2.285714/2.142857 = 1.066666 B to C 16/15

2.428571/2.285714 = 1.0625 C to C# 17/16

2.571428/2.428571 = 1.058823 C# to D 18/17

2.714285/2.571428 = 1.0555555 D to D# 19/18

2.857142/2.714285 = 1.0526316 D# to E 20/19

2.999999/2.857142 = 1.05 E to F 21/20

3.142857/2.999999 = 1.047619 F to F# 22/21 = 3

In the analogy of the hackney carriage, the “hire” represents the “higher” human driver (self-consciousness, or ego consciousness) who holds the reins of the horses (ordinary waking consciousness) that direct the cart (unconsciousness). The hire works for itself, for pay; the motives are chiefly mercenary. In traditional teachings, it is the “self”, lower case. 

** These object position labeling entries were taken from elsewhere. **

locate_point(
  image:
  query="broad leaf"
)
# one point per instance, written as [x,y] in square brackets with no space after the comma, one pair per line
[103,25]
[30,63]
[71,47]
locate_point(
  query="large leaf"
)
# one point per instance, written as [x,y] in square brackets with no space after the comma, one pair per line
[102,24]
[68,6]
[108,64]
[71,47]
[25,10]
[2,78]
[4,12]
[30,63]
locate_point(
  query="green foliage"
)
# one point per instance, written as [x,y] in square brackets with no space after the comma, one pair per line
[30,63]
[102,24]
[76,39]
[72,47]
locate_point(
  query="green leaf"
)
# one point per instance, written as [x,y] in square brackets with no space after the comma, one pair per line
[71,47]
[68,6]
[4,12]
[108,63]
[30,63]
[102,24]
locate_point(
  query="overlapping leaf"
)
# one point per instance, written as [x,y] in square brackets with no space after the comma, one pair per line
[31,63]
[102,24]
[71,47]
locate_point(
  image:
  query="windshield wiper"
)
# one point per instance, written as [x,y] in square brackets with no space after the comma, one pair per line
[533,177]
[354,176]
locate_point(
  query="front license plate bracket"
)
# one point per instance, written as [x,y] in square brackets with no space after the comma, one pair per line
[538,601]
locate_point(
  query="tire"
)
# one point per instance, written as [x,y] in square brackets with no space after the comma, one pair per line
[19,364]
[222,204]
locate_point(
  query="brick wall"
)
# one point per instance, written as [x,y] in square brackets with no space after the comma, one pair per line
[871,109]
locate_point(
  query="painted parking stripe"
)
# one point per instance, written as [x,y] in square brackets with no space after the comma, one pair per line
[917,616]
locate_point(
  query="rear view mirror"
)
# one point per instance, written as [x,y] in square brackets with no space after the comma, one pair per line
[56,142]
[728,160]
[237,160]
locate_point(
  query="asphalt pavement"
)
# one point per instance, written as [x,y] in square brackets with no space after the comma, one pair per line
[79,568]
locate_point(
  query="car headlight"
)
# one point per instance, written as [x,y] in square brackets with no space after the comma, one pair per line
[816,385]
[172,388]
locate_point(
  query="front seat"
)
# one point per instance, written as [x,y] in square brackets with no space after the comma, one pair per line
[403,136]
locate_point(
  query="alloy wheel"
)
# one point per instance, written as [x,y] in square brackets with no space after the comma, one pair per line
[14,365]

There is a fourth state of consciousness, the objective state, in which man can realize, can see things as they really are. In regards to the hackney carriage, the representative of this fourth state is the “passenger” and owner of the carriage. This is the “Self”, upper case, the real “I”. Gurdjieff says that it is the result of long and difficult work on oneself. The development of this objective consciousness is through self-consciousness - through the lower self, or ego. In other words, no one comes to the Father-I (the Self) but by me (the self). 


The fourth series, “Objective Consciousness”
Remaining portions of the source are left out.